Home Computer Science
Service Provider Selection
■ Evaluate service provider proposals in light of the institution’s needs, including any differences between the institution’s solicitation and the service provider proposal;
■ Perform due diligence on the prospective service providers;
■ Ensure that selection of affiliated parties as service providers is done at arms length in accordance with regulations and guidance issued by the institution’s primary regulator; and
■ Evaluate foreign-based third-party service providers in light of the guidance found in this section and in Appendix C, Foreign-Based Third-Party Service Providers.

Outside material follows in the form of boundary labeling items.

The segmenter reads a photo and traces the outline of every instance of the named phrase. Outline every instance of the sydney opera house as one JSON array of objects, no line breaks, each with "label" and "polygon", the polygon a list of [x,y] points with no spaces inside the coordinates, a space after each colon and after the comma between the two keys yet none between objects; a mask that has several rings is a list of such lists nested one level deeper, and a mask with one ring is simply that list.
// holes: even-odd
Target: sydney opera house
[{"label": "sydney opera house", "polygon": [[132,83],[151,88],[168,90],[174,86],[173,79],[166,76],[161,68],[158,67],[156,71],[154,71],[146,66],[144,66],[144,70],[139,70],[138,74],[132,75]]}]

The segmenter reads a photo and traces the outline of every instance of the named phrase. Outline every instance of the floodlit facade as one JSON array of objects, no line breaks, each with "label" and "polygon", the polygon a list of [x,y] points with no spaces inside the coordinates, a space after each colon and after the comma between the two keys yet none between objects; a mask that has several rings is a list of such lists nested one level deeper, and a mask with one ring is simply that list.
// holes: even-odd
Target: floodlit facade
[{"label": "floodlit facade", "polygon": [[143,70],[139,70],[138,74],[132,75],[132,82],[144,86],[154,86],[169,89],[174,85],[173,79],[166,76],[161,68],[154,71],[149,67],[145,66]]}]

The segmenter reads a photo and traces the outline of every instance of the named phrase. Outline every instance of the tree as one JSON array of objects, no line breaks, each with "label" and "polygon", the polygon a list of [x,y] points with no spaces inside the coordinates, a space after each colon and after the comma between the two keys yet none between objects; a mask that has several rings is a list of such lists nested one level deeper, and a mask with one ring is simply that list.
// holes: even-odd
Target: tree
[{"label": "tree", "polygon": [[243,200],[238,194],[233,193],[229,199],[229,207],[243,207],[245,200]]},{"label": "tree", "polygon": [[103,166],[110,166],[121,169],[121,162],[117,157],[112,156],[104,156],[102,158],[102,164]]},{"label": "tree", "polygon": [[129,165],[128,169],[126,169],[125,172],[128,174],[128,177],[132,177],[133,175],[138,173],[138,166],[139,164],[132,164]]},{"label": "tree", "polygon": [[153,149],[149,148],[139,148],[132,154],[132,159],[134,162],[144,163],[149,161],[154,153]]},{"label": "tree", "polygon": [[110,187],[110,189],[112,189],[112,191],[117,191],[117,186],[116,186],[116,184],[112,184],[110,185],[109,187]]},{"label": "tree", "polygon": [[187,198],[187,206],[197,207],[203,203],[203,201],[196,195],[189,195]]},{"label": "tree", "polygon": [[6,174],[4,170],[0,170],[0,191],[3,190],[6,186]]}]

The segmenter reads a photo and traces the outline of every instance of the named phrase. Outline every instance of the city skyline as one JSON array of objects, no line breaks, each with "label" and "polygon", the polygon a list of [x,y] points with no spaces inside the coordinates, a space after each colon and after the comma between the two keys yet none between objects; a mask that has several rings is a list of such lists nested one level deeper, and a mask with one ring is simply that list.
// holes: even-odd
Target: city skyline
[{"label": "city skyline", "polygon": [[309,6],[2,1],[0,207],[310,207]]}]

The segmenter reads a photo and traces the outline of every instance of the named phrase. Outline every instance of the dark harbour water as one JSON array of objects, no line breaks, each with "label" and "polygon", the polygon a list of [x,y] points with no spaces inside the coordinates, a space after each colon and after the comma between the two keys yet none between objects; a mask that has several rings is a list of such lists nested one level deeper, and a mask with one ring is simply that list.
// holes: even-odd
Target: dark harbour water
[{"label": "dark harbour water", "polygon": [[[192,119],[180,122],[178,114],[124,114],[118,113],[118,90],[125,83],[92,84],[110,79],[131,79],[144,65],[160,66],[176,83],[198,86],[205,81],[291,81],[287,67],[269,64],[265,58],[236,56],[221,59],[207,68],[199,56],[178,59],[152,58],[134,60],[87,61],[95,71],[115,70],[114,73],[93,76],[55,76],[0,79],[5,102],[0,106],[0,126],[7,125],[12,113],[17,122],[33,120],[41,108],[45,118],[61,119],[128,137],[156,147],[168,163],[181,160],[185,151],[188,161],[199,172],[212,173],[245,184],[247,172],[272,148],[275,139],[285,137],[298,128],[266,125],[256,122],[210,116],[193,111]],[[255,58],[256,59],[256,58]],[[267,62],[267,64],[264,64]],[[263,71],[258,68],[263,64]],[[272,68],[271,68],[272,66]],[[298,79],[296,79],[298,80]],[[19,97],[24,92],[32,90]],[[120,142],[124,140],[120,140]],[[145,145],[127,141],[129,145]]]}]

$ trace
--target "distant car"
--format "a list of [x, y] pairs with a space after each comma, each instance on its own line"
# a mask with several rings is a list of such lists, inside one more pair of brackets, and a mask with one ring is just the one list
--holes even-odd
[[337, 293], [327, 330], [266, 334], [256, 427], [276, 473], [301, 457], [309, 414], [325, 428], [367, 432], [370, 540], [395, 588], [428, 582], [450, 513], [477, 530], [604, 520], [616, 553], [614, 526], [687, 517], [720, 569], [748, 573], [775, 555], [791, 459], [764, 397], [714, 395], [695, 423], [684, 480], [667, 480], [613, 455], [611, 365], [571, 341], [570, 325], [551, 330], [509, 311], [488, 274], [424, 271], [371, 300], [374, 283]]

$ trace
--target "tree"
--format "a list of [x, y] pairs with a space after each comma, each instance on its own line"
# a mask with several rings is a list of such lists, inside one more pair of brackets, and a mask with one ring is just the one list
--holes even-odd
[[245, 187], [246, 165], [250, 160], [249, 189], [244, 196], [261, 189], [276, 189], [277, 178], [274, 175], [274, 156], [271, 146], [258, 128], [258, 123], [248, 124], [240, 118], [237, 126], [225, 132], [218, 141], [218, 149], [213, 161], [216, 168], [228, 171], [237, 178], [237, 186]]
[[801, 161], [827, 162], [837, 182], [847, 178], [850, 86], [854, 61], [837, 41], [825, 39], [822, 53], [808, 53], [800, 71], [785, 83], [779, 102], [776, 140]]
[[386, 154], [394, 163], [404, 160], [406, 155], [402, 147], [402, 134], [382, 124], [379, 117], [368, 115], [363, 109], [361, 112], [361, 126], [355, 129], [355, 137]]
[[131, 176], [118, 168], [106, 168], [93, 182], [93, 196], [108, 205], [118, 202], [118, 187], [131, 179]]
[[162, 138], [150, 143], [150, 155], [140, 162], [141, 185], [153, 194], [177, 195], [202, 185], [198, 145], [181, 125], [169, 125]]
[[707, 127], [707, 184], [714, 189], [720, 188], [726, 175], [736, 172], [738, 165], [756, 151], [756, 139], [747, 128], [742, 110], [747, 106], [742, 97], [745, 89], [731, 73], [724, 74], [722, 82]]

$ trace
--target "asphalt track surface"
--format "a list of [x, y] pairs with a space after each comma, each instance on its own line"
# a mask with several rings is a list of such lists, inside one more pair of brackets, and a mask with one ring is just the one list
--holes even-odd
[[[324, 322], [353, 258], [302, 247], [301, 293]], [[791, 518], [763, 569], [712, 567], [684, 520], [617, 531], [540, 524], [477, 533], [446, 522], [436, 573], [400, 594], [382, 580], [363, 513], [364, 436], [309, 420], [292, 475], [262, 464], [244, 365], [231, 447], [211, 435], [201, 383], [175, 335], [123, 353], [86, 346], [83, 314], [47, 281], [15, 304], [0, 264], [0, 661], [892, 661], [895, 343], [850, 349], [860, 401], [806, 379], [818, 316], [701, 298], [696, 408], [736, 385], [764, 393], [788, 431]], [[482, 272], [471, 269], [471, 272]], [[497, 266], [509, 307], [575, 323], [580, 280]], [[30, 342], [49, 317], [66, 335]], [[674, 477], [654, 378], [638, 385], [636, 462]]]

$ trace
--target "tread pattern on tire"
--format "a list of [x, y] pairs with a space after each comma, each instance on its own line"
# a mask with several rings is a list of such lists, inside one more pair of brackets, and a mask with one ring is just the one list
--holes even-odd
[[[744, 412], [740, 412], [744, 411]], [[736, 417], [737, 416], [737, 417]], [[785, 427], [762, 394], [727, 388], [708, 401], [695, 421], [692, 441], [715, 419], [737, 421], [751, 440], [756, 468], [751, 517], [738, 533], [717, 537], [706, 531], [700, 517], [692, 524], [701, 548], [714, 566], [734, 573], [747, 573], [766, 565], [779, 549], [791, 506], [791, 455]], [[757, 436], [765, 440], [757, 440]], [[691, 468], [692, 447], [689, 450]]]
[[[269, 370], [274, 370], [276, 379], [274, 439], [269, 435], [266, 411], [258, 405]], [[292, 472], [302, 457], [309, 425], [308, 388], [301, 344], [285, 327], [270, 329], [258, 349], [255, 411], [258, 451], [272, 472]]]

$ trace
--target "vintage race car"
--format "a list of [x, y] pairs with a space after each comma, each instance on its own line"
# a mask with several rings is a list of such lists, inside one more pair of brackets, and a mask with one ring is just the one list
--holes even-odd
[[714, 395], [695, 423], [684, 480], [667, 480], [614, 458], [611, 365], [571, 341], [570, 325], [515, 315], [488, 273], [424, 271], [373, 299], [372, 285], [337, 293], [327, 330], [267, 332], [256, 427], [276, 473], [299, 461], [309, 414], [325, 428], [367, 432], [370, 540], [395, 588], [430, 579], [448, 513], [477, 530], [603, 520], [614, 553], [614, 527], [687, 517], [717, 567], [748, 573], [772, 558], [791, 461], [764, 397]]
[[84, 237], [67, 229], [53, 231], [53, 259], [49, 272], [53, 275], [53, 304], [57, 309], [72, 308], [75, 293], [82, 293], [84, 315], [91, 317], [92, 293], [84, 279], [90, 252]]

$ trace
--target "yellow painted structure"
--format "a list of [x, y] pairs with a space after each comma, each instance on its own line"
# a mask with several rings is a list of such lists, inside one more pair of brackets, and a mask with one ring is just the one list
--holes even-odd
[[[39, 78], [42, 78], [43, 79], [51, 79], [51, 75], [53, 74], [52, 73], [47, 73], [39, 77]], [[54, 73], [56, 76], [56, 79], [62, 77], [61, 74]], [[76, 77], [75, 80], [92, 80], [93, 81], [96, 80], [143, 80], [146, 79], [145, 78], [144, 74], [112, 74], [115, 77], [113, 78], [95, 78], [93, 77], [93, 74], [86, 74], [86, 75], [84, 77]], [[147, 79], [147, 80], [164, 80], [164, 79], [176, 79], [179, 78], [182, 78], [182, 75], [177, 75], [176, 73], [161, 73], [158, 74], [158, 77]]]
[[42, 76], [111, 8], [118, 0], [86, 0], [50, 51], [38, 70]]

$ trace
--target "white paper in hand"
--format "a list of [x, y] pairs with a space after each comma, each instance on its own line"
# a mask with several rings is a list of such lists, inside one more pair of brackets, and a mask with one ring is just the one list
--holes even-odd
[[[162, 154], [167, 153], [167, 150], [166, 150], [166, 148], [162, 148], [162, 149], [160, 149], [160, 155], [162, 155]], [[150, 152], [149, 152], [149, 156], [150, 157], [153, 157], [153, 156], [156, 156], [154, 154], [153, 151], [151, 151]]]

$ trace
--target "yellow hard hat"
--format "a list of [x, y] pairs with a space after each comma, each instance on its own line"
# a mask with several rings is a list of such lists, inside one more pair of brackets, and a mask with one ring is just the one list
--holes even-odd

After identifying the work to be performed and the necessary controls, a financial institution solicits responses from prospective service providers. Hie primary tool for the solicitation is the Request for Proposal (RFP). The RFP also supports subsequent contract negotiations.
Request for Proposal
A financial institution should generate the RFP from the information developed during the requirements definition phase. While the level of detail may vary for any particular procurement, the RFP should describe the institution’s objectives; the scope and nature of the work to be performed; the expected production service levels, delivery timelines, measurement requirements, and control measures; and the financial institution’s policies for security, business continuity, and change control. It also requests responses addressing those requirements as well as the fees each service provider will charge.
Once management distributes the RFPs and receives responses, it should evaluate the service provider proposals against the institution’s needs. When the institution evaluates the proposals, it may find that the proposals do not completely agree with the RFP. For example, the service the service provider proposes may include different processing workflows or reporting schemes, pricing formulas or techniques, or the response to information requests may not be complete. If the institution considers proposals that differ from the RFP, the institution should evaluate the differences against its requirements and clearly understand how the changes will affect the institution’s objectives and service expectations.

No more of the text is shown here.